I am now almost certain that oscillations are necessary (from high to low pressure areas) to commence movement. This helps explain why I was not able to have heavier strips move along a rod - though a little back and forth movement took place. It helps explain why the control mounted radiometer vanes spin whereas the aluminum/carbon strips mounted on a rod showed little motion due to the friction and excessive weight preventing oscillations.
Yet, if needing further confirmation of the necessity for oscillations, the small, light aluminum strip with its off center hole spun wildly around the rod as it moved down the rod. The degree of energizing looked to me to match that of the radiometer vanes upon the application of a strong energy source.
In the radiometer the net force is directed into a centrifugal acceleration. Yet after observing the small spinning aluminum strip rotating along its guide rod, the movement into a lower pressure area also could be "channeled" into a directional component which would not be fully rotational in nature. I feel the fact that the net force could be made to have a directional component has not been appreciated in the study of the radiometer net force.
Although the small strip was of small mass, a much larger mass can be accelerated when the radiometer vanes and harness are well balanced.
What is also intriguing is the almost simultaneous deceleration of the gas molecules to give the net macro acceleration. This deceleration is being "masked" by the net acceleration of the vanes and harness.
Newton's physics is focused on the taking apart and quantifying force. The radiometer force, in contrast, is a composite force. This is why, I feel, a more full explanation of the radiometer has not been forthcoming. A fuller explanation could require looking at the radiometer as a total accelerative process, including the deceleration phase of the rarefied gas molecules.
For Further Consideration
1. The testing is to be under the supervision of those with experience in vacuum safety.
2. At a low micron range where pressure differentials are not present, the actions of the individual atoms predominate. I would like testing in say the 10 - 20 micron range.
3. A future test of these special properties could be as follows. Fix a set of elongated vanes inside an elongated light weight glass "bulb" using the high strength glass now available. The surface area could be say 5 times that of the typical hobby radiometer. Leave sufficient space around the vanes for the rarefied gas reactions. A small opening is left in the "bulb" to equalize the rarefied gas pressure with the vacuum chamber. Instead of the vanes pivoting on an interior needle, glue a thread on top of the "bulb" to suspend the "bulb" from the top of the vacuum chamber.

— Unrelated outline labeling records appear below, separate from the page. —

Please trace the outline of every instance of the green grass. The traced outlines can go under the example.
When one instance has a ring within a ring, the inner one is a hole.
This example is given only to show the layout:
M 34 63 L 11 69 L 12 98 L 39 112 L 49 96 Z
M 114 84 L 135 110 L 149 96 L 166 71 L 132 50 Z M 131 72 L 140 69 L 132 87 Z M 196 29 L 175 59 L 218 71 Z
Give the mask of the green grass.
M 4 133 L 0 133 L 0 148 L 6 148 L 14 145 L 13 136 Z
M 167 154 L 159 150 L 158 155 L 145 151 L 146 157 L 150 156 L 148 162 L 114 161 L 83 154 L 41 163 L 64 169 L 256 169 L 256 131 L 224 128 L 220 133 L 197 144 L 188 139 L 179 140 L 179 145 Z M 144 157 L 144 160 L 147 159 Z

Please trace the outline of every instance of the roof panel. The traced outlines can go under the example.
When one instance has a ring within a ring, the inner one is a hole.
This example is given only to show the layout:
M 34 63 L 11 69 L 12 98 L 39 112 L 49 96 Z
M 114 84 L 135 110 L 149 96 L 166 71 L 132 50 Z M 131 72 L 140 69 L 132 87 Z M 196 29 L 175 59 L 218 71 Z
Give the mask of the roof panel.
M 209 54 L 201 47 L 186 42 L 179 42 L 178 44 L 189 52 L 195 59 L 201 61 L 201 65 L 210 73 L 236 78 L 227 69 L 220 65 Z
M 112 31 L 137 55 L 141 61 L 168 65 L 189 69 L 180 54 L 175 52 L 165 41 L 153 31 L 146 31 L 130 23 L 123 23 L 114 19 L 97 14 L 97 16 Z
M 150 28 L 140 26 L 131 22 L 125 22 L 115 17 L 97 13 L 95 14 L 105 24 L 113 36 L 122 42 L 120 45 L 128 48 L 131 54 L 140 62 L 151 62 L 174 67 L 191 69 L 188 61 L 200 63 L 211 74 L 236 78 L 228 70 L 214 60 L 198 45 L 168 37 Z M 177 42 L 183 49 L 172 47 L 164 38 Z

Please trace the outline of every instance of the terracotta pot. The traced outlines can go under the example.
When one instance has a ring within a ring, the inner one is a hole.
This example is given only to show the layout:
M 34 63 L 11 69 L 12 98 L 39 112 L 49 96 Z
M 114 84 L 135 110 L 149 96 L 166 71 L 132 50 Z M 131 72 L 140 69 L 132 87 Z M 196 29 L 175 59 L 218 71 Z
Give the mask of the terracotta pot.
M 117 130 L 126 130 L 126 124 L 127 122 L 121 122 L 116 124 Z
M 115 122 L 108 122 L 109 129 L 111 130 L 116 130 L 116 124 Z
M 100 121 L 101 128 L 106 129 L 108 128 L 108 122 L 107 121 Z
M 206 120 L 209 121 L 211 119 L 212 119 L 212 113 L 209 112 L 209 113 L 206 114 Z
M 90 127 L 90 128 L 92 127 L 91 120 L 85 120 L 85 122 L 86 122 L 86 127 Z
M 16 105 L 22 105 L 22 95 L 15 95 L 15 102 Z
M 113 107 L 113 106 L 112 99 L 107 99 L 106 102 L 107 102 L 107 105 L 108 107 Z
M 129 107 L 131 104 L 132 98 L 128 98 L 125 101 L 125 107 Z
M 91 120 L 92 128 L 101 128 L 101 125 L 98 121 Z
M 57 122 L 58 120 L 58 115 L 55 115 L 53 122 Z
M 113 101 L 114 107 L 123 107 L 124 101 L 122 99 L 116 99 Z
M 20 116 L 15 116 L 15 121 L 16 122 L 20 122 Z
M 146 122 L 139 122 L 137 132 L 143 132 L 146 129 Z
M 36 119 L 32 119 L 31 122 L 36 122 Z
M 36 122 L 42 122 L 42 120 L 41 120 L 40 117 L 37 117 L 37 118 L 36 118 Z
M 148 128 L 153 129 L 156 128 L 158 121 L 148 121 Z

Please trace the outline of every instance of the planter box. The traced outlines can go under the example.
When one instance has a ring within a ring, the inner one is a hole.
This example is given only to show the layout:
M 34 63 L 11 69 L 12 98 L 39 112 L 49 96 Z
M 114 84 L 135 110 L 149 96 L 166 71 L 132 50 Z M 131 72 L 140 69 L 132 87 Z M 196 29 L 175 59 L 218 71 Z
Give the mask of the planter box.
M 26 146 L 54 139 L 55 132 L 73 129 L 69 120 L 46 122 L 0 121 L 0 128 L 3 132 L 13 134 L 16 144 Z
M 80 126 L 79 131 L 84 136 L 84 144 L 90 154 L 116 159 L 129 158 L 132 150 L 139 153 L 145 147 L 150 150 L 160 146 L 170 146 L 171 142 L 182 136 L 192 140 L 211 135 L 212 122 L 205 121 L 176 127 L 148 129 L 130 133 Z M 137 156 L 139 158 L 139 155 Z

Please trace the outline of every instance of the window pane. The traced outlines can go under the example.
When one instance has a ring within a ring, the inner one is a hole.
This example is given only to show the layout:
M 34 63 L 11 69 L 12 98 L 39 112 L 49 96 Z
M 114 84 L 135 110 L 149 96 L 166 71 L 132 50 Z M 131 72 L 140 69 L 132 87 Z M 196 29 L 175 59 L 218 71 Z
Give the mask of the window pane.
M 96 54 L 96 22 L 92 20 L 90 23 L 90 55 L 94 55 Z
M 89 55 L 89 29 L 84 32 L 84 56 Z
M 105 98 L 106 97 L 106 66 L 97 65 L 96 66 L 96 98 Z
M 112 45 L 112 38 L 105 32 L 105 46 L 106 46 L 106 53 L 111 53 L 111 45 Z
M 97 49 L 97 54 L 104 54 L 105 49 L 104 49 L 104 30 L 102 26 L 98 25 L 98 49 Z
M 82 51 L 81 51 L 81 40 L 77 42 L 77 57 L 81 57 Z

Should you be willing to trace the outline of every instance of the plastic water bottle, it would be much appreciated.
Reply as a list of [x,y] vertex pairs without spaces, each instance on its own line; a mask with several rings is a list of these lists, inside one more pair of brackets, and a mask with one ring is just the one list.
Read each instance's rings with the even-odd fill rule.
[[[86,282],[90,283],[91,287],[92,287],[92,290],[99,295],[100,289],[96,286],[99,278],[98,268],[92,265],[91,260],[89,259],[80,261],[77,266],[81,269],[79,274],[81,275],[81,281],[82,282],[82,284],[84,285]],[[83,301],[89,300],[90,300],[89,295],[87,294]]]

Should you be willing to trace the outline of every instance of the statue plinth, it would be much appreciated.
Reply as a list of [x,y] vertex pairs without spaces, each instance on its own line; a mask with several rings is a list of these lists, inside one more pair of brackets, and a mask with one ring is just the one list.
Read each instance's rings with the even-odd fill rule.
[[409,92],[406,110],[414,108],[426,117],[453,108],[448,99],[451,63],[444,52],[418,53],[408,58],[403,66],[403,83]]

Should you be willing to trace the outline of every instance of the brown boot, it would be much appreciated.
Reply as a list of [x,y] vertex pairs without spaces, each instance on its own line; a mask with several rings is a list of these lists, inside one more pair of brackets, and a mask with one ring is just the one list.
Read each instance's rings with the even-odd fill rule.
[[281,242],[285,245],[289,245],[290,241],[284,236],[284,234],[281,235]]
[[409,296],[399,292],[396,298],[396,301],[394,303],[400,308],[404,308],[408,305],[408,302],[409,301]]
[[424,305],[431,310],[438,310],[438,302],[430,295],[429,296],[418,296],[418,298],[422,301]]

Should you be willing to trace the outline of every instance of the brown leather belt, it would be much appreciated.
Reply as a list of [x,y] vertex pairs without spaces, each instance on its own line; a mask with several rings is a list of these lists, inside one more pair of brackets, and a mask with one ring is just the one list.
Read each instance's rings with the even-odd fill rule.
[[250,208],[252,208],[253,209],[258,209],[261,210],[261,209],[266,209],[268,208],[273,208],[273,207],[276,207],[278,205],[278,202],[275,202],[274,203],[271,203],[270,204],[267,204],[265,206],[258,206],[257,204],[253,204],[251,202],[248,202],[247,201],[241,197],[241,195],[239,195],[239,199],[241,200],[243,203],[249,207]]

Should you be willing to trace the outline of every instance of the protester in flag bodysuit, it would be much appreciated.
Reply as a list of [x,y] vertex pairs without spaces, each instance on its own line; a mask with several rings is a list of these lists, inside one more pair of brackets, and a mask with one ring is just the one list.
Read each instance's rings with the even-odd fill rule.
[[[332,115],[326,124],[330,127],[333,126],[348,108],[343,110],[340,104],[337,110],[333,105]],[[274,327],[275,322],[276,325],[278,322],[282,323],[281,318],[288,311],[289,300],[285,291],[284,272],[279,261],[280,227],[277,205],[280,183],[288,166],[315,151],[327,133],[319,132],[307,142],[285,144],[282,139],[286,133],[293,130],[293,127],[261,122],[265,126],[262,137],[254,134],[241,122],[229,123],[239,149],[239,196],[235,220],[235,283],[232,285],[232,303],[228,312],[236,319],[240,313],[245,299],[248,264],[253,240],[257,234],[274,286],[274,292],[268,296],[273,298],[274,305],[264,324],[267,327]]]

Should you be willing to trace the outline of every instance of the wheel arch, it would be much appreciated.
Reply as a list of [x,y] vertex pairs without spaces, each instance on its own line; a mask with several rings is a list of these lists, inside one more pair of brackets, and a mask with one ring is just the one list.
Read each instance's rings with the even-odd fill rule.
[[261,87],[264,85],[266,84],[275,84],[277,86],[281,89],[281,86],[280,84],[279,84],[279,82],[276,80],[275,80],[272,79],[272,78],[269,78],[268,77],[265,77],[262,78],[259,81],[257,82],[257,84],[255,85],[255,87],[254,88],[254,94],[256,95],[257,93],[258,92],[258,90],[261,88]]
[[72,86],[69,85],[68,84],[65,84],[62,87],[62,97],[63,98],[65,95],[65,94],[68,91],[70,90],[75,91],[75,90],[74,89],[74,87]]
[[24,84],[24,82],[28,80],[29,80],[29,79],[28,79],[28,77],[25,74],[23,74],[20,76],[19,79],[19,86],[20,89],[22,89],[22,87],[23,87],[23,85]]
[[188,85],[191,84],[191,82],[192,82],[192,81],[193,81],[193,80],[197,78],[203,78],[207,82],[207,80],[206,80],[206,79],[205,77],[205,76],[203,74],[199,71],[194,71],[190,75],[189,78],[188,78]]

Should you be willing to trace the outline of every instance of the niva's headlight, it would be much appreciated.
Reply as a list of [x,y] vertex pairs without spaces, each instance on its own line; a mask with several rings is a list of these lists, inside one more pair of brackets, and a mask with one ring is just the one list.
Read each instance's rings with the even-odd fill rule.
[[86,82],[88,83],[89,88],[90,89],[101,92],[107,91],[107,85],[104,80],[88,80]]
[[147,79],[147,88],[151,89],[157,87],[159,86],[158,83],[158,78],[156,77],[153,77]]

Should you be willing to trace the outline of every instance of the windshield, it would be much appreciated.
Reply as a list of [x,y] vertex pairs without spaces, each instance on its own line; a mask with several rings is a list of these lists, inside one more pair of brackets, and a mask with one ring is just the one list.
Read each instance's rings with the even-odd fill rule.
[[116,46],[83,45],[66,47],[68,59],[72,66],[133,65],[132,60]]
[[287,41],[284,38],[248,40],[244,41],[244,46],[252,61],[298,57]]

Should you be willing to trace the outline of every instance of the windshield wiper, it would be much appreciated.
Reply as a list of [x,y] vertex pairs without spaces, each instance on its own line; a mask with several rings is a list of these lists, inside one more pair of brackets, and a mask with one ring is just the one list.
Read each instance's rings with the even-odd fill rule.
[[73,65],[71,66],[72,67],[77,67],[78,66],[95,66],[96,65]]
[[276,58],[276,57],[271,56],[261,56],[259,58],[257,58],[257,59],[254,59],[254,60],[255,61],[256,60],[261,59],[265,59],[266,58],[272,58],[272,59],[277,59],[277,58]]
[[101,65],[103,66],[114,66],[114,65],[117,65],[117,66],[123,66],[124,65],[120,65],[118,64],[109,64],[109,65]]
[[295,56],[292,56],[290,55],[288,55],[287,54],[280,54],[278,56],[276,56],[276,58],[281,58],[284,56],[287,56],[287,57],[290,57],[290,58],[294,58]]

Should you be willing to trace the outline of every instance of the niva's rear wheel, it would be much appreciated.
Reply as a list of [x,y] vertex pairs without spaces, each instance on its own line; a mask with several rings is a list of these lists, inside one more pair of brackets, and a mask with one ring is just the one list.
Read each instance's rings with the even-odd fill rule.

The object of this test would be to show that it could be possible for the net force to be directed outward to the external rotation of the "bulb".
I feel the radiometer force is a composite force which includes deceleration. The radiometer force also takes place over a sequence in time which is not included in Newtonian physics. Yet after exploring these properties I feel the radiometer mechanics also requires a focus on basic physics.
It is intriguing to me, with the input of energy, the rarefied gas molecules are trapped to be reused, over and over, with no external exhaust released.
Ref. http://math.ucr.edu/home/baez/physics/General/LightMill/light-mill.html This reference covers the complexities of the radiometer including a "blocking misconception". Yet as indicated above, basic physics needs to be also included.
Ref. http://web.mit.edu/newsoffice/2013/simple-scheme-for-self-assembling-robots-1004.html MIT news 10/4/2013
The M-Block robotic demonstration is with an internally generated propulsive force many times greater then in a radiometer.